Toutes les culpabilités que vous regrettez.

Devenez votre Garde des Sots, enfin des sottises, pour que cela ne se reproduise pas autant à l’avenir.

>> Faites un procès-verbal ou un journal écrit, notez, souvenez-vous de ces culpabilités ratées pour que votre cerveau limite la casse lors des prochaines occasions.

Expérience et résilience.

 

Silence ou je fais évacuer la salle !

La culpabilité, tout comme l’anxiété ou encore, la positivité sont des habitudes, que nous pouvons faire pousser ou désherber.

>> Quand vous vous sentez partir en mode «où est mon fouet, j’ai le dos qui me gratte », écoutez votre culpabilité un moment mais ne la laissez pas gronder et radoter en illimité.
En clair, reprenez les rênes de vos pensées, faites-la taire.

Prudence et silence.

 

Clause de bonne conduite

Nous culpabilisons souvent car nous sommes déçues d’un comportement. Nous devons accepter que nous ne sommes pas aussi parfaites que nous aimerions l’être (note : la perfection n’existe pas).

Nous aimerions être l’amie idéale, la femme parfaite, la collaboratrice impeccable :
là pour les autres,
disponible 32 heures par jour ;
qui n’oublie rien, sauf elle-même ;
sans attente et sans envie…

Sauf que le monde dans lequel nous sommes la Reine des Bisounours n’existe pas vraiment, vraiment.  Il est donc important d’accepter de ne pas tout maitriser et de s’apprécier avec ses bons et moins bons côtés.

>> Remplissez votre cœur d’estime pour vous, d’acceptation pour tout, cela laisse moins de place à la culpabilité.

Confiance et clémence

 

 

Responsable mais pas coupable

Même en cas de force majeure, nous arrivons à culpabiliser.

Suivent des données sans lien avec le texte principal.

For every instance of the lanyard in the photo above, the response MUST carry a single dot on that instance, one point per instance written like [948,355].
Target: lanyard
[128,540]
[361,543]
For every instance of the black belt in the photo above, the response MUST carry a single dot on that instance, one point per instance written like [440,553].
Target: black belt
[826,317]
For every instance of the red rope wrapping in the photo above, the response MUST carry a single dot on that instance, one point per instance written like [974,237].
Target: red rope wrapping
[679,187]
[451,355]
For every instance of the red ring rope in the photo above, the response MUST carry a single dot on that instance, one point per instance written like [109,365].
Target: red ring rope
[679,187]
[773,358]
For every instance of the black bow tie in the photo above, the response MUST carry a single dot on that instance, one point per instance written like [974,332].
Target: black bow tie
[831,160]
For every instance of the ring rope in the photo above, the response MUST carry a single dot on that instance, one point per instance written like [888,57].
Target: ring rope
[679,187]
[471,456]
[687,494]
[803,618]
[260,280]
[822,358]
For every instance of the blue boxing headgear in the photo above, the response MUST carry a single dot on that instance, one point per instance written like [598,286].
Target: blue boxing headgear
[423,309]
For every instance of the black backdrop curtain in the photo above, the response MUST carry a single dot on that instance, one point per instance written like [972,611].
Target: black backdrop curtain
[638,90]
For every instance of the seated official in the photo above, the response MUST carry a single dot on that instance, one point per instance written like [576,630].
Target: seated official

Votre voisine a besoin de faire garder son chien et vous lui dites non.
Parce que vous êtes au bout du rouleau, à l’autre bout du monde, au bout du bout. Tant de raisons logiques et pourtant, votre refus d’obtempérer vous ronge. C’est le problème lorsque nous décidons mais nous n’assumons pas.

>> Dans les cas compliqués, verbalisez (à l’autre ou au moins, à vous-même) :
J’assume de dire non.
J’assume de garder mon temps libre/mon énergie pour moi
J’assume…
Et répétez-le à chaque fois que la fibre culpabilisante refait surface.
Car votre décision est la vôtre. Vous n’êtes pas coupable, mais responsable.

Conséquence et cohérence

 

Faire appel

Lorsqu’il est vraiment compliqué de prendre du recul, parlez aux autres, à un coach (oui, oui…). Trouvez votre Conseil de surveillance qui sera là pour vous baliser le chemin et vous verbaliser si cela devient malsain.

Surveillance et indulgence

 

Voilà, Mesdames, Monsieur, les jurés. Votre Honneur qui me lisez,

Je vous demanderai de la clémence envers-vous-même et la relaxe de la prévenante pour bonne conduite. Elle a tout de même lu cet article jusqu’au bout, cela prouve bien qu’elle souhaite mettre un terme à une culpabilité démesurée.